UYUNI – CHALLAPATA BOLIVIE

Jour18  03-juin             dimanche   Uyuni – Challapata                    

UYUNI – CHALLAPATA – 272 Kms – Météo : Soleil froid le matin.

On a cru pouvoir faire Uyuni – Oruro – Sajama qui afficherait quelque chose comme un peu moins de 500 kilomètres, à 10 du matin, on a du revoir à la baisse notre ambition. Les 160 km de piste qui séparent Uyuni et 10 km avant Santiago de Huasi nous ont pris exactement 8h15 minutes.

Juste le temps pour pousser jusqu’à Challapata, bourgade un peu horrible remplie de camions et, ce soir là, de voiture car, paraît-il, il y avait une fête pas loin. Une heure pour trouver la quasi-dernière place de parking dans un alojamiento (guest-house) local, avec l’électricité et l’eau froide. Le branchement a pris quasiment la soirée de JP pour la réparation, au final tout marche. Ah, j’ai oublié de dire que le paysage a été désolant depuis Uyuni par cette piste sur une bonne soixantaine de kilomètres, puis cela s’améliore nettement avec la hauteur, sans que la qualité des pistes s’améliore pour autant.  

« Il n’y a pas de route en Bolivie », disaient quelques mauvaises langues quand on quittait San Pedro de Atacama. Euh, le Sud Lipez, on a pas vu de route pendant 3 jours jusqu’au moment où JP a décidé de foncer sur LA route, peu importe où qu’elle menait, pour nous faire atterrir à Uyuni (Hm!) pas du tout prévu au programme. Je me console que cela a épargné Dodgi du Salar (désert de sel) et son lavage minutieux. Dis « au revoir » à San Juan! Puis, on n’a pas vu Tahua et le Salar de Coipasa non plus, (mais paraît il qu’il n’existe qu’une seule route, et que celle-ci est très inondée, et que les voitures peuvent disparaître sans raison dans l’eau saumâtre…). 
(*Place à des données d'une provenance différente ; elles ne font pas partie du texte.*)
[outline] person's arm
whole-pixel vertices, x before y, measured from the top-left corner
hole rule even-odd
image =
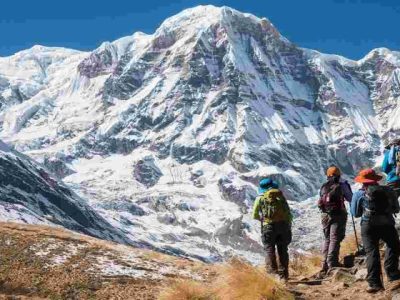
[[[344,181],[342,183],[342,190],[346,201],[351,202],[351,200],[353,199],[353,192],[351,191],[351,186],[347,181]]]
[[[386,174],[389,174],[391,171],[391,166],[389,164],[389,150],[385,150],[383,162],[382,162],[382,171]]]
[[[257,197],[253,205],[253,219],[261,221],[260,217],[260,197]]]
[[[394,197],[394,213],[398,214],[400,212],[400,206],[399,206],[399,199],[397,198],[397,195]]]
[[[292,210],[290,209],[289,203],[287,202],[286,198],[285,198],[285,207],[289,213],[289,223],[293,222],[293,214],[292,214]]]
[[[356,218],[361,217],[363,214],[363,207],[362,207],[363,201],[364,201],[364,196],[362,193],[357,192],[353,194],[353,198],[350,204],[350,212]]]
[[[388,188],[387,192],[388,192],[388,197],[390,197],[392,199],[391,202],[393,204],[392,205],[393,213],[398,214],[400,212],[400,206],[399,206],[399,200],[397,197],[397,193],[391,188]]]

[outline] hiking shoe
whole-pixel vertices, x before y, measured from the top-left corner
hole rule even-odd
[[[326,277],[327,271],[326,270],[321,270],[317,274],[315,274],[313,277],[314,279],[324,279]]]
[[[279,280],[282,282],[288,282],[289,276],[279,275]]]
[[[378,285],[370,285],[367,289],[366,292],[370,293],[370,294],[375,294],[377,292],[383,291],[383,287],[382,286],[378,286]]]

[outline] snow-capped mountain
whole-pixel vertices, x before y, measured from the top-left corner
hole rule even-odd
[[[90,53],[0,58],[0,135],[132,240],[251,259],[258,179],[294,201],[294,244],[315,246],[319,216],[301,201],[332,163],[348,177],[376,164],[400,132],[399,79],[399,52],[352,61],[299,48],[267,19],[199,6]]]

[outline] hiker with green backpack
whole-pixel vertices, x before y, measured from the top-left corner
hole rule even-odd
[[[258,194],[254,202],[253,218],[261,221],[261,239],[267,252],[265,258],[267,272],[277,274],[281,279],[287,280],[289,278],[288,245],[292,241],[293,219],[289,205],[278,184],[270,178],[260,181]]]
[[[320,275],[339,267],[340,243],[346,234],[347,211],[345,201],[351,202],[353,193],[347,181],[341,179],[341,171],[331,166],[326,171],[327,181],[322,185],[318,208],[324,234],[322,254],[324,260]]]

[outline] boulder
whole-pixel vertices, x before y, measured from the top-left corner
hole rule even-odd
[[[144,157],[133,167],[133,176],[147,188],[156,185],[162,175],[152,156]]]

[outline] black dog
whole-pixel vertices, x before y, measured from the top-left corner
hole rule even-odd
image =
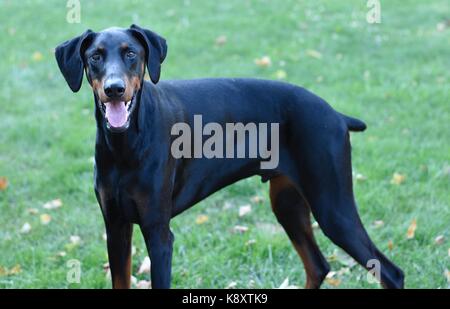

Bon, sauf les routes marquées rouges (c’est à dire La Paz – Cochabamba – Santa Cruz de la Sierra – Potosi – Oruro – Trinidad (Nord) – Tarija (Sud), le reste, ce sont des pistes. Elles s’appellent tout de même la ruta etont l’air d’être bénignes, mais il faut que tu t’accroches, pour peu que ta voiture ait un peu de la charge (comme Dodgi qui n’est pas une 4*4 et qui doit porter sa cellule d’une tonne), ou si ce n’est pas un 4*4. Les camions roulent aussi à 20 à l’heure, on regarde désespérément le compteur, mais rien à faire. Juste un exemple: s’il y a des pistes, même défoncées, qui existent à côté, les véhicules un peu délicats préfèrent les choisir.

Pas d’électricité le dimanche matin, on a coupé pour l’économie d’énergie, donc pas de chauffage et pas de douches chaudes, régime de la Bolivie, mais comme nous disait hier notre chauffeur de 4×4, « le soleil en Bolivie est le poncho du pauvre ! », on attend qu’il se lève. 259 kms en 8 heures 15, partis à 9 heures  le matin, sortis de cette piste à 17 heures 15. Elle était tellement impraticable qu’il y avait des pistes parallèles qui s’étaient créées ! Une sale journée, nous pensions faire beaucoup plus de route aujourd’hui ! En plus, le soir nouvelle panne électrique au Dodgi la réparation est vite faite, mais nous constatons aussi qu’un des pieds de la cellule a pris un choc sur la piste, mais il faut se contenter de ce qu’on a fait sans accident, ce qui est déjà pas mal.